Cursor often generates redirect-after-login flows that use a callbackUrl query parameter without validation:

// Cursor-generated auth callback — open redirect
export async function GET(req: Request) {
  const callbackUrl = new URL(req.url).searchParams.get("callbackUrl");
  // ... authenticate user ...
  return Response.redirect(callbackUrl ?? "/dashboard");  // ❌ no validation
}

An attacker can craft a link: https://yourapp.com/api/auth/callback?callbackUrl=https://evil.com. After login, the user is redirected to the attacker's site — which can be a phishing page that looks identical to yours.

The Fix

function isSafeRedirect(url: string, baseUrl: string): boolean {
  try {
    const parsed = new URL(url, baseUrl);
    const base = new URL(baseUrl);
    // Only allow same-origin redirects
    return parsed.origin === base.origin;
  } catch {
    return false;
  }
}
 
export async function GET(req: Request) {
  const baseUrl = process.env.NEXT_PUBLIC_APP_URL!;
  const callbackUrl = new URL(req.url).searchParams.get("callbackUrl") ?? "/dashboard";
 
  const redirectTo = isSafeRedirect(callbackUrl, baseUrl)
    ? callbackUrl
    : "/dashboard";
 
  return Response.redirect(new URL(redirectTo, baseUrl));
}

How to Audit a Cursor-Generated Codebase

Run these searches to quickly identify the highest-priority issues:

# 1. Server Actions without auth() calls
grep -rn "\"use server\"" ./app --include="*.ts" --include="*.tsx" -l | \
  xargs grep -rL "auth()\|getSession\|currentUser"
 
# 2. fetch() calls with user-controlled URLs
grep -rn "fetch(.*params\.\|fetch(.*body\.\|fetch(.*req\." ./app/api
 
# 3. Environment variables that should NOT be NEXT_PUBLIC_
grep -rn "NEXT_PUBLIC_.*SUPABASE_SERVICE\|NEXT_PUBLIC_.*SECRET\|NEXT_PUBLIC_.*PRIVATE" .env*
 
# 4. API routes missing auth
find ./app/api -name "route.ts" | xargs grep -L "auth()\|getServerSession"
 
# 5. Supabase policies with USING (true)
# Run in Supabase SQL editor:
# SELECT tablename, policyname FROM pg_policies WHERE qual = 'true';

FAQ

Does Cursor have a security mode or setting I should enable?
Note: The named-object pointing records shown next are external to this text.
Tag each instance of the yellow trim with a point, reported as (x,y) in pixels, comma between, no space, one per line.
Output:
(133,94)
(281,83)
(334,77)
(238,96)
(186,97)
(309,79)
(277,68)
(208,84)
Cursor doesn't have a dedicated security mode, but you can add security requirements to your project's .cursorrules file or system prompt. Something like: "Every API route and Server Action must call auth() and verify ownership before database operations. Never use NEXT_PUBLIC_ prefix for API keys." This significantly improves output quality, though manual review is still necessary.

Are these flaws specific to Cursor, or do other AI tools have the same problems?

The same patterns appear in code generated by GitHub Copilot, v0, Lovable, Bolt, and direct ChatGPT/Claude usage. The underlying cause is the same: LLMs trained on code that prioritizes functionality. Cursor gets the spotlight because it's the most widely used for production app development, so we see more examples of its output.

How often should I run security scans on a vibe-coded app?

Run an automated scan before every significant deployment — at minimum when you add new API routes or integrate new services. For apps in active development, integrate VibeShield into your CI/CD pipeline so every deployment gets checked automatically.

If I use TypeScript strictly, does that help?

TypeScript prevents a narrow class of injection vulnerabilities (type errors catch obvious string-where-number issues) and eliminates many null dereference bugs. But it doesn't prevent missing auth checks, SSRF, or IDOR — those are logical vulnerabilities, not type errors. TypeScript is a necessary but insufficient security tool.


AI is incredible for velocity, but it shouldn't replace your security posture. Always conduct a thorough review or use dynamic tools like VibeShield to catch these specific vibe-coded vulnerabilities before an attacker does.